In art, there are many kinds of balance. Artist Clark Richert embraces the balance of symmetry with a singular devotion.
But the symmetry he seeks to create emerges from his experiments with the balance of opposites.
``World Game'' was inspired by the writings of Buckminster Fuller, who proposed that a computer-operated ``world game'' be played by representatives of every nation, who would solve the world's problems on an enormous sphere (shown in the center of the painting). In doing so, they might come to realize that humanity's problems are, in fact, solvable.
Mr. Richert is interested in the world. He studied science and math in high school, and was about to follow in the footsteps of his scientist brothers and sister, when he suddenly switched to art. Now the chairman of the Fine Arts Program at Rocky Mountain College of Art and Design in Denver, Richert says scientific theory is still an essential component of his work, but he realized early on that all scientific theory still fails to touch what he calls the ``c'' word - consciousness.
He speaks of 10-dimensional space, illustrates six-dimensional space in another painting, and still involves the ``golden mean'' or ``divine proportion'' of classical Greek art in much of his work, which he says, shows up with unexpected variety in nature and math. ``When the smaller part is to the larger part as the larger part is to the whole'' you have the golden mean, he says.

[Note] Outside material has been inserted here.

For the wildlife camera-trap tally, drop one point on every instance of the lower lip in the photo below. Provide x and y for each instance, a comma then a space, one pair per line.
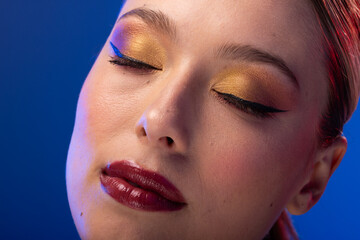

``Symmetry simplifies,'' says Richert. ``I like simplicity.... At one time, my whole concern was pattern and symmetry. Somewhere along the line, [the paintings seemed] too austere. So I decided I would try to think of symmetry in a different way. I decided if I was truly interested in the symmetrical, I had to balance the representational with the abstract, the constructive (the planned, deliberate, cerebral) with the spontaneous gesture of Expressionism, the objective or rational with the subjective or intuitive.''
He describes the sudden perception that intuition affords as the deep probe into nature, clarity unrestricted by self-doubt, the sense that one part leads to another in a confident and direct way.
``I now feel that when intuition is operating, then the best art is produced,'' he says.